This March the Waccamaw Library will host the first two presentations as part of a new "Talking History" series, which will feature faculty members from the Coastal Carolina University Department of History. On Friday, March 24 at 10 a.m., Dr. Kevin Kokomoor will discuss the crucial role of Spanish exploration in the settlement of South Carolina in his talk, “South Carolina, or La Florida?: The Southeast’s Spanish Beginnings.” The following week, on Friday, March 31 at 10 a.m., Dr. John J. Navin will provide additional perspective on South Carolina’s settlement in his presentation, “The Grim Years: Settling South Carolina, 1670-1720.” This segment will explore pressing difficulties colonists faced in their daily lives during the colony’s first decades.
The Talking History Series is sponsored by the Friends of the Waccamaw Library, and all programs are free and open to the public. The series will resume in the Fall with additional presentations by CCU History faculty.
A Florida native, Kokomoor earned his Ph.D. from Florida State University and has taught at CCU since 2012. His recent publications deal primarily with the colonial and early American Southeast. His presentation for the Talking History series is based on research for his upcoming book, "La Florida: Catholics, Conquistadores, and Other American Origin Stories" (Pineapple Press, forthcoming 2023), which will provide a popular look at the earliest years and legacies of Spanish colonialism in the American Southeast, known for hundreds of years as “La Florida.” His first book, "Of One Mind and Of One Government: The Rise and Fall of the Creek Nation in the Early Republic" (University of Nebraska Press, 2019), represents a political history of the Creek people of modern-day Georgia, Alabama and Florida. His current book project explores Native-settler violence in the Southeast. Kokomoor enjoys fishing, the beach and golf here in the Lowcountry.

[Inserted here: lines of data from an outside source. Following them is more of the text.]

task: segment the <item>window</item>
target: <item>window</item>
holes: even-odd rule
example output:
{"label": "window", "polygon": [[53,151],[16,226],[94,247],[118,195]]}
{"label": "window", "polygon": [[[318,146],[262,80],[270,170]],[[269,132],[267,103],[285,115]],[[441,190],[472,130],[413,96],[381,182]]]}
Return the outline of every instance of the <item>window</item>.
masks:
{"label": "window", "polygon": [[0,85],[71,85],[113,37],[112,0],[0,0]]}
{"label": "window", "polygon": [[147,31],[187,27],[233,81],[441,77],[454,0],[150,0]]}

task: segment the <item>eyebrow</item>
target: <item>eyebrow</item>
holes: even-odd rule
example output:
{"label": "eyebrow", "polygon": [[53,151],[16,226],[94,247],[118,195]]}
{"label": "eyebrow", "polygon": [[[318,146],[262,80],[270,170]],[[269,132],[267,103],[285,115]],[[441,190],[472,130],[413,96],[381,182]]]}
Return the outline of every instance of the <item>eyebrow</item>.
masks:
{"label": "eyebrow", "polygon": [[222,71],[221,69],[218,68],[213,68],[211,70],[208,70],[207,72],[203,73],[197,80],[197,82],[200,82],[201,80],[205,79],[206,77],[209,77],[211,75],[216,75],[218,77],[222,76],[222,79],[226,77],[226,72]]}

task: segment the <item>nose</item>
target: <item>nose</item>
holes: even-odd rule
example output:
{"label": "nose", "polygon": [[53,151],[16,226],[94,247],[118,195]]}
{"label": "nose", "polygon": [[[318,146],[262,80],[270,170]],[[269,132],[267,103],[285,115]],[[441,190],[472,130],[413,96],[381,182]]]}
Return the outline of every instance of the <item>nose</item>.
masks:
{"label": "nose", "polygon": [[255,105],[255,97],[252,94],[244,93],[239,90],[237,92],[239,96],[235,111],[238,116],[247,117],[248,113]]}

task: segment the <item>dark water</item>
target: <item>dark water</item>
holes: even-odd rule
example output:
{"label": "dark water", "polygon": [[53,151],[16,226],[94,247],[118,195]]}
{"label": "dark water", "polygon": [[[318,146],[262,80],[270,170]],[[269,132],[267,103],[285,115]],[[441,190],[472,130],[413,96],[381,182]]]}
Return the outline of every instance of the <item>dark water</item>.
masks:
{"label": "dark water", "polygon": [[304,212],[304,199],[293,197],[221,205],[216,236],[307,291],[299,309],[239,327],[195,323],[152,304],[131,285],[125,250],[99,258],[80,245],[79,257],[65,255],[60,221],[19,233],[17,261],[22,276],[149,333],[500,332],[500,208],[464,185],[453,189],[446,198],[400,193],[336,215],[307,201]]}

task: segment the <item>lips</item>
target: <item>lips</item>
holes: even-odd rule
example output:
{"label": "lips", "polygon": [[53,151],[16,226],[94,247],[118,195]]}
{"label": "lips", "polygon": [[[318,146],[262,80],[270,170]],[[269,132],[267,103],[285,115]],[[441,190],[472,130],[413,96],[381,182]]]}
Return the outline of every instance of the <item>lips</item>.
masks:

Originally from Boston, Navin joined the CCU Department of History in 1999 after teaching at Pfeiffer University and Brandeis University, where he earned his doctorate in 1997. He specializes in early American history and his publications focus on race, warfare, gender and the impact of colonizing ventures on groups and individuals. His talk is drawn from his recent book, "The Grim Years: Settling South Carolina, 1670-1720" (University of South Carolina Press, 2019), which captures the continual turmoil endured by colonial South Carolinians. Using primary sources, the book describes challenges colonists faced, setbacks they experienced and effects of policies and practices initiated by elites and proprietors. Navin has appeared on SC Public Radio to discuss "The Grim Years" on Walter Edgar’s "Journal." Before completing his doctorate, he managed the communications departments for several Massachusetts firms and he holds two U.S. patents for four-way chess.